Republicans say the legislation is likely to exacerbate inflation. They compare it to the White House’s $1.9 trillion coronavirus relief package, signed into law in 2021, which flooded the economy with excess money when the nation was facing a supply chain crisis.

"A lot of this got started when Democrats decided to pass a partisan, party-line only, which flooded the zone with lots of dollars and created a situation with too many dollars chasing too many goods," said Senate Republican Whip John Thune, a South Dakota Republican. "And yet the prescription from Democrats is to spend more and tax more." 

Talks on the party-line bill center are currently ongoing with Democrats working overtime to clinch the support of moderate Sen. Joe Manchin. Since the Senate is split 50-50 between both parties, the West Virginia Democrat's support is vital for the bill to become law. 

Sen.
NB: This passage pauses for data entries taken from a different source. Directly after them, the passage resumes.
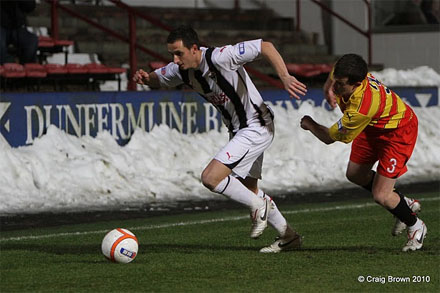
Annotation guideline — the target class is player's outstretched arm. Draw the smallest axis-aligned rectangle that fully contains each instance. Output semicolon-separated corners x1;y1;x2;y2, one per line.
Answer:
133;69;160;88
261;41;307;100
324;75;336;109
301;115;335;144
Joe Manchin, D-W.Va., speaks to the Economic Club, Tuesday, Oct. 26, 2021, in Washington. (AP Photo/Jacquelyn Martin) (AP Photo/Jacquelyn Martin / AP Newsroom)

Manchin, who walked away from the negotiations last year over concerns it would worsen inflation, is keeping mum in light of Wednesday's numbers. 

"It is time for us to work together to get unnecessary spending under control, produce more energy at home and take more active and serious steps to address this record inflation that now poses a clear and present danger to our economy," he said. "No matter what spending aspirations some in Congress may have, it is clear to anyone who visits a grocery store or a gas station that we cannot add any more fuel to this inflation fire."


Republicans warn, however, that no matter what Democrats wind up doing the public will still hold them accountable at the ballot box this November. 

"Democrats’ inflation crisis isn’t letting up anytime soon," said Torunn Sinclair, a spokeswoman for the National Republican Campaign Committee. "Voters will hold every Democrat responsible for leaving them worse off financially."